# Looking to have a lombax suit made



## HumanLombax (Nov 10, 2008)

I've been looking to have a suit made after my Character Orgee... I've only found a few different places that make suites...any suggestions about who to contact?

My Fursona:    http://www.furaffinity.net/view/1601017/

EDIT: I want a full suit, but with the arms detachable for a partial if I'm being lazy


----------



## Trpdwarf (Nov 10, 2008)

I would suggest checking out Beetlecat or Beastcub if you are certain you want a full suit of that character.


----------



## HumanLombax (Nov 10, 2008)

Trpdwarf said:


> I would suggest checking out Beetlecat or Beastcub if you are certain you want a full suit of that character.



I've never wanted anything more than I want this suit made!


----------



## Uro (Nov 11, 2008)

Shop around, there's a lot of good makers out there. Albeit $2k will probably be the average price from a well known suit maker. There is a decent sized waiting lost however

Mixedcandy does some very nice suits. Think the earliest completion time is like 2010 something though.

Onefurall makes amazing suits be I imagine the wait list is like 5 years or so lol.

Personally I'm getting mine from donthugcacti. Reasonable prices and her work looks amazing. The wait list is like completion in july and august too so you could get it this year. I'll have mine in time for AC ^.^.


----------



## Beastcub (Nov 14, 2008)

i could make it for $1200-$1500 depending on what features you add and if the markings are sewn or airbrushed.
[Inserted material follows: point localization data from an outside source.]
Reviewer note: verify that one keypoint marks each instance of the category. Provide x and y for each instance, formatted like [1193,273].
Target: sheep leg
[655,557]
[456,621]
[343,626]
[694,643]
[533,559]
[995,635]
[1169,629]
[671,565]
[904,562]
i have no waiting list, though if you have a certain deadline and i have more than 2 other things due that same month i will charge an extra fee due to the extra stress. if i have more than 4 full/halfsuits due in the same month then that month gets closed.


----------



## blackberry_pie (Nov 18, 2008)

I'd suggest Cosfurs, they already have done an adorable Ratchet!  I'm getting a pokesuit from them early next year myself. x3

http://www.freewebs.com/cosfurs/


----------